In generale gli intervistati pensano che l’influenza dell’Italia nel mondo sia diminuita e che sia un Paese ai margini del gioco politico internazionale. Un’opinione che pesa ancora di più in ambito europeo e dove il governo Conte prende un secco quattro e mezzo, il voto più basso fra tutti gli ambiti di intervento. Rispetto al governo precedente che nel 2017 era in piena fase di declino, i voti aumentano di poco, tutti comunque sotto la sufficienza. Il giudizio naturalmente cambia ed è positivo per gli elettori dei partiti di governo ma il dato generale è che per il 42 % la politica estera non sia cambiata molto e per il 36 % siamo più isolati che in passato. Vale specialmente per le politiche dell’immigrazione dove per il 62 % ci sentiamo trattati ingiustamente, opinione che scende al 54 % per le politiche di bilancio.
La “sindrome di Calimero” per gli italiani non è una novità ma emerge con forza quando i problemi sono complessi e la direzione sovranista mostra i suoi limiti. Vista la brutta fine della Brexit, lo spirito europeista resiste, in quello che gli esperti dello IAI e del LAPS definiscono con qualche benevolenza un approccio realista e pragmatico. Più probabilmente opportunistico, ovvero “l’Europa si faccia gli affari suoi, a casa nostra decidiamo noi, salvo levarci dai guai quando siamo in difficoltà”. Gli intervistati non vogliono rotture traumatiche e già in previsione della prossima legge di bilancio non vorrebbero ripetere il braccio di ferro con la Commissione, e nel caso di peggioramento dei nostri conti pubblici per il 68% il governo deve trovare un compromesso sulle misure di austerity.

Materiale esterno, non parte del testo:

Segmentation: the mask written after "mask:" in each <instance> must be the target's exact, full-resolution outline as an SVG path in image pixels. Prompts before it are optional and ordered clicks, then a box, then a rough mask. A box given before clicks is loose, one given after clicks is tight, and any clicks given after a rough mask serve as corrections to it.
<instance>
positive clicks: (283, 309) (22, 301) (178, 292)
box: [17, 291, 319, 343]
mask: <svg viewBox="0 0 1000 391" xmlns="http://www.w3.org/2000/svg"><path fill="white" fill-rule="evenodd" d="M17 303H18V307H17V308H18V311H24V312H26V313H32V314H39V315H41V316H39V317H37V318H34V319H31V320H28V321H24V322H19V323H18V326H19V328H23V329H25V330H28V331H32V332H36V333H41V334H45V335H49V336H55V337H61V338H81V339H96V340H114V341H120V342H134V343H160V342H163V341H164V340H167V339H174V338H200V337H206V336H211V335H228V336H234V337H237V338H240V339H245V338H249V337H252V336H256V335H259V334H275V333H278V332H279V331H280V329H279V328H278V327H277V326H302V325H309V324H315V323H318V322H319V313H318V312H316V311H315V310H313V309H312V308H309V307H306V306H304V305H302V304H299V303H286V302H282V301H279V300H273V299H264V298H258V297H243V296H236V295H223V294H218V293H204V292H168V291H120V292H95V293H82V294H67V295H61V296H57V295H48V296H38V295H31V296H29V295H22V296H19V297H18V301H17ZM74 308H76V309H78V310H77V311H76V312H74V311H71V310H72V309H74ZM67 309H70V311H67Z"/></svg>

L’Eurozona è un porto ancora sicuro seppure oltre il 40 % pensa che la colpa del debito italiano sia della moneta unica.
Le prospettive sul voto di maggio mettono in luce una grande aspettativa degli italiani per le future politiche di Bruxelles. Due terzi degli intervistati pensano che nel prossimo Parlamento sia possibile cambiare sostanzialmente l’assetto dell’UE e che questo cambio radicale sia in una direzione sovranista, restituendo maggiori poteri agli stati membri, mentre solo il 36 % ritiene che deve esserci una maggiore integrazione. Opinioni che si riflettono in parte anche nelle future alleanze: il 44 % ritiene che l’Italia debba mantenere la propria libertà di azione nell’Unione Europea senza allearsi con nessuno, mentre solo l’8% propende per andare ad abbracciare i paesi di Visegrad e gli euroscettici.